Сырая рукопись - 5

Куприянов Вячеслав
МЕДВЕЖАНДИЯ-КОСОЛАПЛАНДИЯ

     Версия, касающаяся Медвежандии отличается множеством вариантов. Во всяком случае, я с самого начала отвергаю все те точки зрения, согласно которым Медведь, о котором пойдет речь, был белым.
     Медведь, которого звали Кирилл, в честь братьев Кирилла и Мефодия, сидел в своем медвежьем углу и, видимо, страдал от какой-то медвежьей болезни.
     Здесь его и застали окрестные мужики, под деревом, которое отнюдь не было сандаловым.
     О чем он под деревом думал, было неизвестно, но он был так углублен в свои думы, что не заметил, как мужики взяли его под микитки и отвели в населенный пункт.
     Населенный пункт был невелик, между крайними домами ходил трамвай, но из-за остановок быстрее было ходить пешком, потому население им не пользовалось.

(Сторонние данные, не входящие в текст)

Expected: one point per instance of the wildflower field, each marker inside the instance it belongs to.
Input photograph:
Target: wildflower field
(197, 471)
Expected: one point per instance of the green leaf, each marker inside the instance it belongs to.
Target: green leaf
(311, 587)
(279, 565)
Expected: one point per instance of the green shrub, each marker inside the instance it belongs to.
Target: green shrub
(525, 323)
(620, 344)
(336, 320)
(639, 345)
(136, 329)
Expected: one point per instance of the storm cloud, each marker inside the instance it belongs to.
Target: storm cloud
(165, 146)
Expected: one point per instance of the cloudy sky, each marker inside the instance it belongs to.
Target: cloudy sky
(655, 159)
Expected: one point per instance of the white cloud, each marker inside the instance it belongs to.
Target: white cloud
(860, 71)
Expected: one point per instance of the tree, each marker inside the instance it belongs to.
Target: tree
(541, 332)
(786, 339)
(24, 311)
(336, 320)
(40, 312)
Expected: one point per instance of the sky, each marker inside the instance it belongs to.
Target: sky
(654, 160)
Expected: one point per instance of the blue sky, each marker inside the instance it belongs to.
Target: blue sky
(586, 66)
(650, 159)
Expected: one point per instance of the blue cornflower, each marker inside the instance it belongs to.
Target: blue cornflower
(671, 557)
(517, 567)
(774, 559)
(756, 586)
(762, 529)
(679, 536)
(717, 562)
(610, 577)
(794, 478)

     Для популяризации трамвая кондуктором хотели назначить Кирилла. Так можно было убить сразу двух зайцев, пусть медведь и не волк, но зайцы его тоже должны бояться, и проблема безбилетников будет успешно решена.
     Но Кирилл водить трамвай не умел и к другим хозяйственным работам не был приучен. Возиться с ним не стали и отдали его в райцентр в зверинец.

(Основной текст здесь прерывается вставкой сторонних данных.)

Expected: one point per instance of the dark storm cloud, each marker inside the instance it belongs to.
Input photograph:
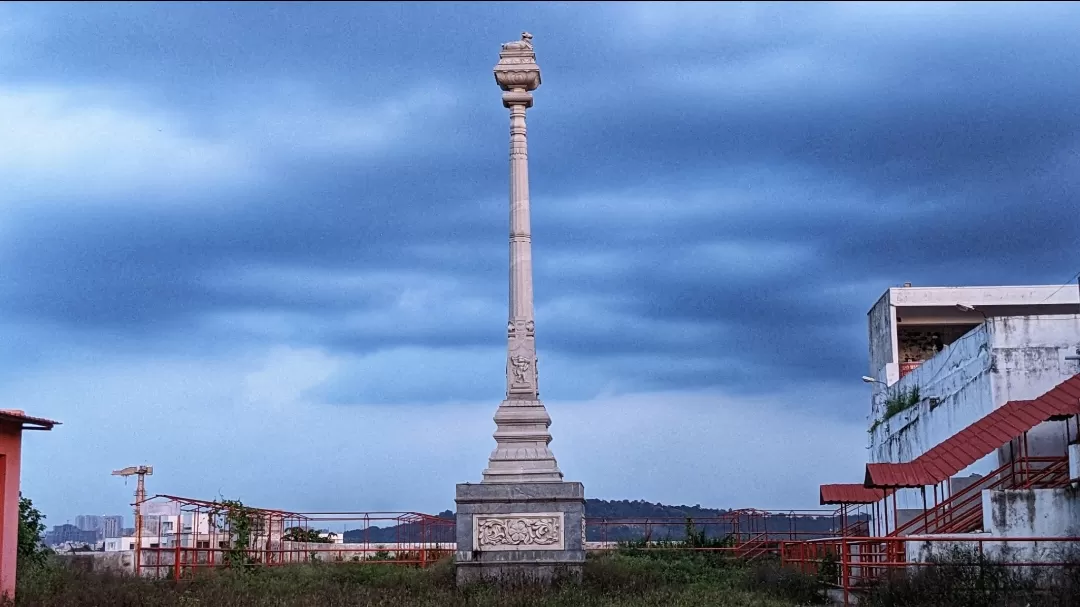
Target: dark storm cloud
(861, 151)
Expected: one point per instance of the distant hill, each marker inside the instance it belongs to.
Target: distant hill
(625, 520)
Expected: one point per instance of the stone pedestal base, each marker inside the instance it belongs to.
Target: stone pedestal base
(520, 531)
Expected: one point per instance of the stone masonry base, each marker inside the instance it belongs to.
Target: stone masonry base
(520, 533)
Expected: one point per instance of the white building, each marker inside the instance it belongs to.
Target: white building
(943, 360)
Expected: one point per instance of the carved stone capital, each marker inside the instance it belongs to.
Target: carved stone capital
(518, 531)
(517, 69)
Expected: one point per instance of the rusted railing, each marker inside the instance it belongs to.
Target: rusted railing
(856, 564)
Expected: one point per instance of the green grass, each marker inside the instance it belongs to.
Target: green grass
(624, 578)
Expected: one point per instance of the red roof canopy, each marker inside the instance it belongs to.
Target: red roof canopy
(850, 493)
(25, 421)
(979, 440)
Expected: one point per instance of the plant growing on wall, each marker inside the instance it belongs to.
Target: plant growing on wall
(240, 522)
(898, 401)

     В зверинце Кирилл вел себя странно. Все звери, как звери, сидели в клетках и на людей глазели, люди были все разные, занятные, большие деньги платили за то, чтобы зверям показаться. А Кирилл сидел к ним все время задом. Отучить его пытались, но ничего не вышло, невдомек было служителям зверинца, что Кирилл хотел туда же смотреть, что и люди, ведь раз смотрят, значит, что-то там есть интересное.
     Это раздражало людей, но зато известный укротитель нашел это поведение достойным поощрения. Он испросил Кирилла в свое распоряжение.
     Укротитель учил Кирилла в основном ходить на четвереньках. У укротителя это получалось хорошо, у Кирилла же все хуже и хуже. Кирилл уже знал, что укротитель ходит на службу в метро, а в метро на четвереньках не пускают. Кириллу очень хотелось побывать в метро. Прежде ему хотелось смотреть туда, куда все люди смотрят, теперь ему захотелось побывать там, куда все люди ходят.
     Когда укротитель засыпал, Кирилл имел обыкновение обувать его домашние тапочки, прошаркивать в них в библиотеку и выискивать книги, где говорится о жизни и деятельности людей. Он прочитал «Жизнь животных» Брема, всего дрессировщика Дурова, и художественное – кое-что из Киплинга и из Милна. В учебнике астрономии прочитал, что есть Большая и Малая Медведицы, ему стало приятно оттого, что у него есть родственники и на небе.
     Но это спокойствие длилось недолго, так как укротитель от отчаяния, что не может сделать из Кирилла человека, стал окончательно спиваться, и первым делом пропил книги, так что Кириллу нечего стало читать. Кирилл с ним за компанию не пил, и укротитель пил один, а последнее время с каким-то карликом, видимо, потому, что пил уже только лежа, и с достаточно подросшим человеком в таком положении неудобно чокаться.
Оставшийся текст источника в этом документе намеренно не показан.